Strength-based training serves a different purpose. The focus shifts from building muscle size to teaching the body (now with bigger muscle fibers) to produce more force. Everything becomes structured around heavier weights, lower reps, longer rest periods, and higher perceived exertion. Strength work improves neural efficiency, coordination, joint stability, and overall force production. This is the type of training that teaches you how to use the muscle you’ve just built in a hypertrophy phase. But strength training comes with a cost. Heavier loads place greater stress on the body, namely on the nervous system, connective tissue, and recovery systems.
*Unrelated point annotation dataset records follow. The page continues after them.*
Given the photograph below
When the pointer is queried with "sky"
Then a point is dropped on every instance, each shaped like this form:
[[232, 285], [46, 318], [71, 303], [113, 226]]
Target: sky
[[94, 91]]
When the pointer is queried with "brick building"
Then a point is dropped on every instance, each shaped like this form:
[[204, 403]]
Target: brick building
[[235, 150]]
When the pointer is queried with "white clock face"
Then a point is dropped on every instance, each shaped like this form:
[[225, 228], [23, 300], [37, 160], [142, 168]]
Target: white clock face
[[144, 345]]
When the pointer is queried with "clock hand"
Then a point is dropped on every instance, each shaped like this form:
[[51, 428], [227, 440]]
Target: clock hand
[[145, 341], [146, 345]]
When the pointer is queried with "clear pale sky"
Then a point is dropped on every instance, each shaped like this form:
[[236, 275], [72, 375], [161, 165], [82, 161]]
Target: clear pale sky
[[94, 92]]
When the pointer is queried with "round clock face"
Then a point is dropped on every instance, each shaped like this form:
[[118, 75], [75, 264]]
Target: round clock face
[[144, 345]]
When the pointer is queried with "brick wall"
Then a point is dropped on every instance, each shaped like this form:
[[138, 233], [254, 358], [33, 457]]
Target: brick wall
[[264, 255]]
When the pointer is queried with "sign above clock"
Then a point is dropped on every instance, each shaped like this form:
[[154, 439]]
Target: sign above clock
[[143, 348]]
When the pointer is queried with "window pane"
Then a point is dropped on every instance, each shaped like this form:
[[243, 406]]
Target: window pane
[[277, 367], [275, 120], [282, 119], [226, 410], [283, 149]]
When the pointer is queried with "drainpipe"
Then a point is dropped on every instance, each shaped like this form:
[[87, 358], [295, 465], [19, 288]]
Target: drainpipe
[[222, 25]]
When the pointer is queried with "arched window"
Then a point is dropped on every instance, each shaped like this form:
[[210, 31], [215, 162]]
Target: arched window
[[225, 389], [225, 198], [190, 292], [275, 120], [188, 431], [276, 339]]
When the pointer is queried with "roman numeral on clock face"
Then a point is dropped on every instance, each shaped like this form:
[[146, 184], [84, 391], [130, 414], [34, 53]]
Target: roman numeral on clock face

If life stress is already high, sleep is poor, or recovery habits are inconsistent, constantly chasing maximal strength can eventually leave people feeling run down rather than energized. Strength phases tend to work best after a solid hypertrophy foundation has already been built and when recovery resources are high enough to support heavier loading.
A strength-focused session may look like:
Barbell back squat: 5 sets of 3–5 reps
Barbell deadlift: 4 sets of 3–5 reps
Bench press: 5 sets of 3–5 reps
Weighted pull-ups: 4 sets of 4–6 reps
Bent-over dumbbell rows: 4 sets of 6 reps
The key with the above rep scheme is to note the increased sets, but decreased reps. Choose heavier weights and push yourself to a higher degree than you did during your hypertrophy phase. To offset this, use longer rest periods between sets. For compound movements (back squat or pull ups), take 3-5 minutes between sets and for isolation movements (bicep curls, leg extensions) take 2-3 minutes between sets.